ROSA Linux Bugzilla – Bug 1053
[PACKAGE REQUEST] ocrfeeder
Last modified: 2013-11-18 21:28:53 MSK
Please, move OCR programs (yagl and cuneiform) from unsupported contrib to main repo
Well, we have tesseract in main. Tesseract is developed much more actively then coneiform, which seems to be almost dead atm. So moving coneiform to main doesn't seem to be reasonable (but meanwhile, we can add some gui program for tesseract, though most of existing gui tools are quite primitive...).
And I'm not sure - what is 'yagl'? I can find only "Yet Another Generator Language. A mini-DSL for describing Rails-like generators", this is definitely not OCR:)
(In reply to comment #1)
> And I'm not sure - what is 'yagl'? I can find only "Yet Another Generator
> Language. A mini-DSL for describing Rails-like generators", this is
> definitely not OCR:)
Ah, you likely meant "yagf". This is GUI frontend that can be used with both tesseract and cuneiform.
I've played a little with gui frontends for tesseract. YAGF looks nice, but it segfaults and hangs too often (at least in my experiments), and it is not actively developed.
The best frontend I've found is ocrfeeder, I'll build it for Desktop Fresh (and maybe for LTS, but only for contrib).
Added ocrfeeder - GUI frontend for tesseract and cuneiform.
ocrfeeder also provides a command-line tool that allows to create .odt files with recognized text with preserved formatting.
1) No icon
2) Import page from scanner don't work :-(
3) require unpaper! (see settings)
P.S. Yagf and cuneiform on my hardware work correct.
Ok, I'll take a look. Thoug hI don't have a scanner near me to perform experiments.
As for cuneiform, it is unmaintained for the last two years - https://launchpad.net/cuneiform-linux. There doesn't seem to be many volunteers able to improve it or at least fix bugs.
tesseract is developed much more actively and supported by Google. That's why we have tesseract in main an cuneiform in contrib.
As for yagf - maybe its failures were caused by tesseract engine, not sure. But it really behaved ugly in my experiments. I'll try it with cuneiform for interest. Meanwhile, with yagf I've tried to recognize "Добро пожаловать.pdf" which is present in Downloads folder of user by default.
Now I have a sheet with complex text in my 3 in 1 DeskJet.
ocrfeeder + tesseract don't work
Yagf + cuneiform recognize all lines (with errors, it's no Fine Reader :-)

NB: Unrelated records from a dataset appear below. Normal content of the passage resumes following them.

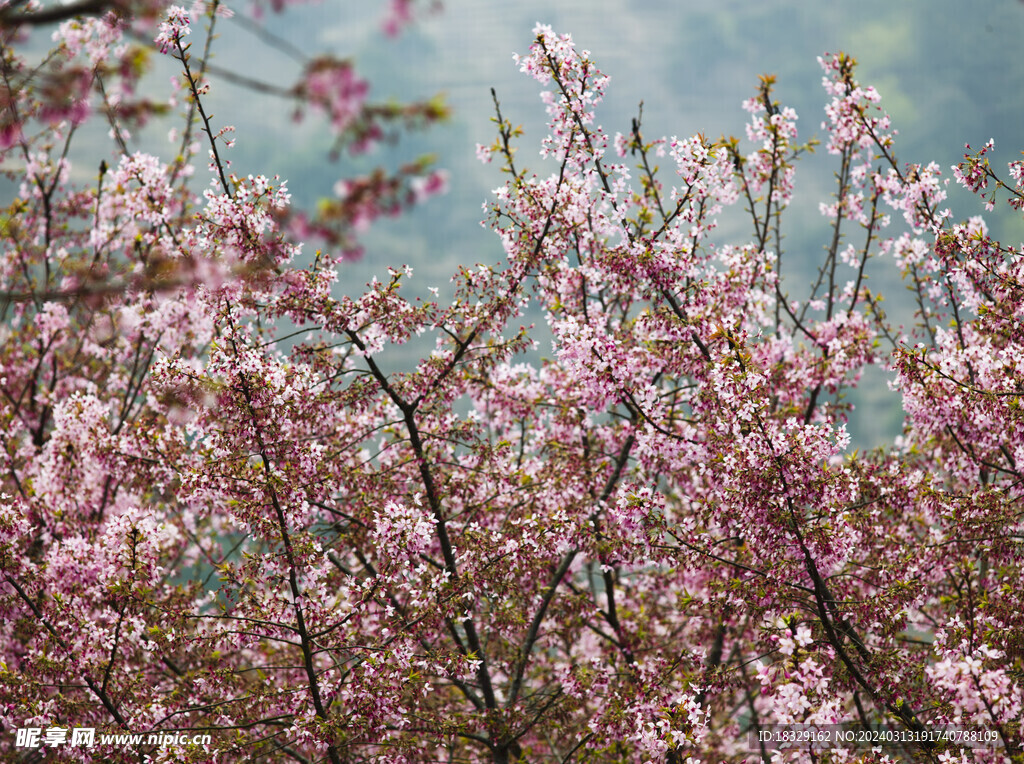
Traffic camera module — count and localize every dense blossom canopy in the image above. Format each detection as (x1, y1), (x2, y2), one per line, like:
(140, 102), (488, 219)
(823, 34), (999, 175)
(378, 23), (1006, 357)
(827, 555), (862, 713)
(0, 2), (1024, 763)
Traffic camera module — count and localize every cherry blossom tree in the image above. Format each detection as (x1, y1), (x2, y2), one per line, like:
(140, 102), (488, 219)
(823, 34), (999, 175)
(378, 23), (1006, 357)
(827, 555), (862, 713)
(0, 3), (1024, 763)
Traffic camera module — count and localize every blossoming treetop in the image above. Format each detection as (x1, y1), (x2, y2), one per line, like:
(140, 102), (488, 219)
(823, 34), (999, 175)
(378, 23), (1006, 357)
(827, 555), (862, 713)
(0, 5), (1024, 762)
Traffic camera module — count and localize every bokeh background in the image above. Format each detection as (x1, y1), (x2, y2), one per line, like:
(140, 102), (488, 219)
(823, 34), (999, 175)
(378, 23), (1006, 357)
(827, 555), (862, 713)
(6, 0), (1024, 448)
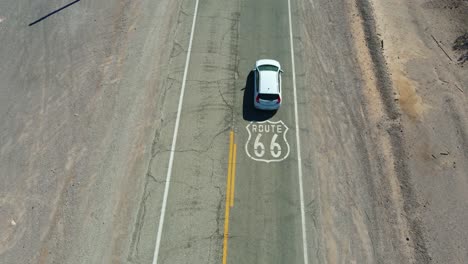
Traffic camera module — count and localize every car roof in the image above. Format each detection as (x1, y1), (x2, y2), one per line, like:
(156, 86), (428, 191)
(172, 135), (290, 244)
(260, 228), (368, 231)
(255, 59), (281, 69)
(258, 71), (279, 94)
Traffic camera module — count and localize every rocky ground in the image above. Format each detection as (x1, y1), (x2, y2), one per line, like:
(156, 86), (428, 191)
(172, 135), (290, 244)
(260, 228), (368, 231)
(356, 0), (468, 263)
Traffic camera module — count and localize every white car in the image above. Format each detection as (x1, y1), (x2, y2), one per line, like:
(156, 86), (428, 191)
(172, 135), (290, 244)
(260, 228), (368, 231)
(254, 59), (283, 110)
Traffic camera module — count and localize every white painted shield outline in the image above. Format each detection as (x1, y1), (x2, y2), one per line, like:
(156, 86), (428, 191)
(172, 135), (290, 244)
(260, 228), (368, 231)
(245, 120), (290, 163)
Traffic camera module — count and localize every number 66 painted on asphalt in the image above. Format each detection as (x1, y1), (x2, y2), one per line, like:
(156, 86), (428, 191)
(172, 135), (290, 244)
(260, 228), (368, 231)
(254, 134), (281, 158)
(245, 120), (290, 163)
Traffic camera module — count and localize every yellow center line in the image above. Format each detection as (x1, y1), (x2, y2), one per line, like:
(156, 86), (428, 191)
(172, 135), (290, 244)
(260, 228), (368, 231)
(223, 130), (234, 264)
(230, 144), (237, 207)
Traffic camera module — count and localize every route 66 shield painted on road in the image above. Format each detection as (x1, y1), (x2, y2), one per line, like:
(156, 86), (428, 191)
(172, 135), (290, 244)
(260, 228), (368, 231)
(245, 120), (290, 163)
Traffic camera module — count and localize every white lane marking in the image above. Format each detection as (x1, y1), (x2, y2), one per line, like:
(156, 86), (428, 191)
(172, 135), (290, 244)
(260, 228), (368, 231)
(288, 0), (309, 264)
(153, 0), (199, 264)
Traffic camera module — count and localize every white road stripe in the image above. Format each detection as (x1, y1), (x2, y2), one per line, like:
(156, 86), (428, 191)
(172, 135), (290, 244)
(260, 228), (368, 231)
(153, 0), (199, 264)
(288, 0), (309, 264)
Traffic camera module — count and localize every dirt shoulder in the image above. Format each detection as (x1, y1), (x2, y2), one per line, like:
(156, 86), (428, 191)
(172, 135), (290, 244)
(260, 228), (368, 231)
(358, 0), (468, 263)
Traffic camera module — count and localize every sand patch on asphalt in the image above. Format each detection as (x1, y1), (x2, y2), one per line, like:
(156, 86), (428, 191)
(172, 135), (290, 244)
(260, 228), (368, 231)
(393, 71), (426, 121)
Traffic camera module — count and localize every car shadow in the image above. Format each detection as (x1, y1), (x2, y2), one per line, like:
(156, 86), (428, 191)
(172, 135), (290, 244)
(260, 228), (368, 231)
(242, 71), (277, 121)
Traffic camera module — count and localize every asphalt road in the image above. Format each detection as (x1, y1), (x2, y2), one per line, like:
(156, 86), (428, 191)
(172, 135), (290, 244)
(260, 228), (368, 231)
(0, 0), (436, 264)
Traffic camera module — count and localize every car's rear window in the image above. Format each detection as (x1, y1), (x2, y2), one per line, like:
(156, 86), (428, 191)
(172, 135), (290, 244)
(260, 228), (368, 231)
(258, 65), (278, 71)
(258, 94), (279, 101)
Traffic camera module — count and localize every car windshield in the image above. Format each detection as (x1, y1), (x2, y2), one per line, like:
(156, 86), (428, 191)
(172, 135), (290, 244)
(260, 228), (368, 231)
(258, 94), (279, 101)
(258, 65), (278, 71)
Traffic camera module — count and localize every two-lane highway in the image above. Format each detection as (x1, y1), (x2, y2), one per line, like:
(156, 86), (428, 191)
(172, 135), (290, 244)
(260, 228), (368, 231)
(145, 0), (305, 263)
(0, 0), (420, 264)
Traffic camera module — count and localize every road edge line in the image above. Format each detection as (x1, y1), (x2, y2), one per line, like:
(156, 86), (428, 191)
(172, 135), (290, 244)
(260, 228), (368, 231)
(153, 0), (199, 264)
(288, 0), (309, 264)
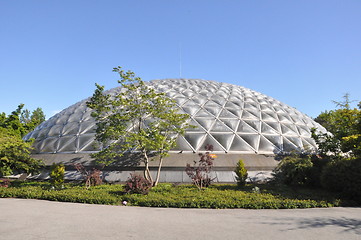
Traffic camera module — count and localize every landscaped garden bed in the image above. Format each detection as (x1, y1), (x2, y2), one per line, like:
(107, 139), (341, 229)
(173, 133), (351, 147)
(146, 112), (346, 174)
(0, 181), (350, 209)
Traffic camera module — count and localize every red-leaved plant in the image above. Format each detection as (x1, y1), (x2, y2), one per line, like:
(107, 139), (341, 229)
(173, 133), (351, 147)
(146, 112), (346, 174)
(124, 174), (152, 195)
(0, 179), (10, 187)
(186, 144), (217, 190)
(74, 163), (103, 189)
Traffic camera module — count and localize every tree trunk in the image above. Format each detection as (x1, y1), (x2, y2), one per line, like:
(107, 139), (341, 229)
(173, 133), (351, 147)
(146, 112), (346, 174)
(143, 151), (153, 184)
(153, 154), (163, 187)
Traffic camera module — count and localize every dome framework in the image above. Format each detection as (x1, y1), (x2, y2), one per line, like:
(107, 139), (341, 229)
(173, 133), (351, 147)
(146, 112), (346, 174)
(25, 79), (326, 154)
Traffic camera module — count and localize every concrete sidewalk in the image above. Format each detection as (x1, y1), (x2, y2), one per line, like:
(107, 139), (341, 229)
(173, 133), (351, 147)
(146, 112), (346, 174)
(0, 198), (361, 240)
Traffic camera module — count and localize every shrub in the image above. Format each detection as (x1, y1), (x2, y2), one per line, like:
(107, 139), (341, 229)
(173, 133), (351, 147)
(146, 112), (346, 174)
(74, 163), (103, 189)
(0, 179), (10, 187)
(124, 174), (152, 195)
(50, 164), (65, 187)
(321, 159), (361, 203)
(234, 159), (248, 187)
(273, 155), (313, 185)
(185, 144), (216, 190)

Yagf + tesseract recognize only one text line :-(
Tomorrow I will try to change the settings of the scanner to achieve better recognition with tesseract (I read about this on the Internet)
Perhaps the best solution would be to Yagf + tesseract.
Close as obsolete time for QA
Well, ocrfeed was finally pushed to contrib.
But note that we still have no OCR program in the main repository.